Production / deployment
docker compose -f compose.yml up --build -d # base config only, no source mount
(Production compose grows to include the Ory services and Postgres — planned.)
Layout
src/server.ts Entry point — starts the HTTP server (reads PORT, default 3000)
src/app.ts Request routing + EJS rendering
src/static.ts Static file serving with path-traversal protection
src/jwt.ts JWS signature verify via node:crypto, no jose; claims+JWKS are §4
src/cookie.ts Cookie parse + secure Set-Cookie build (session/CSRF cookies, §4)
src/context.ts RequestContext handed to handlers + buildContext()

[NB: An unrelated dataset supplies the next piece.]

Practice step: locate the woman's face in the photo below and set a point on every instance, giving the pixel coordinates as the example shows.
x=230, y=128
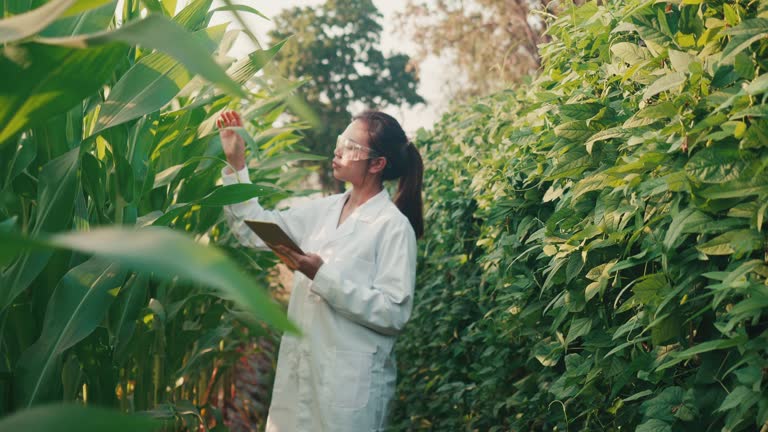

src/plugin.ts definePlugin() + the host's plugin discovery/router (planned)
views/ Core EJS templates (index, 404, partials/)
public/ Static assets under /public/ (css/, favicon, robots.txt)
config/menu.ts Central menu override + branding (planned)
plugins/ Drop-in plugin folders, auto-discovered (planned)
html-css-foundation/ Raw HTML/CSS design reference — the source for the
building-block partials; not served.
Extending the core
- New page in a plugin: add a route + handler to the plugin manifest and a
template in its
views/. - Static asset: drop it in the plugin's
public/; served at/public/<plugin>/<path>. - New dependency:
docker compose run --rm web npm install <pkg>(updatespackage.json+package-lock.json), thendocker compose build. Keep deps minimal — prefer the Node standard library, and prefer an Ory REST call over an SDK.
All versions are pinned to exact, human-readable semantic versions (no ranges,
no digests): npm deps via .npmrc (save-exact=true) + the committed lockfile
(npm ci), and container images by tag in the Dockerfile / compose files
(e.g. node:24.16.0-alpine3.24, pinned Ory and Postgres tags).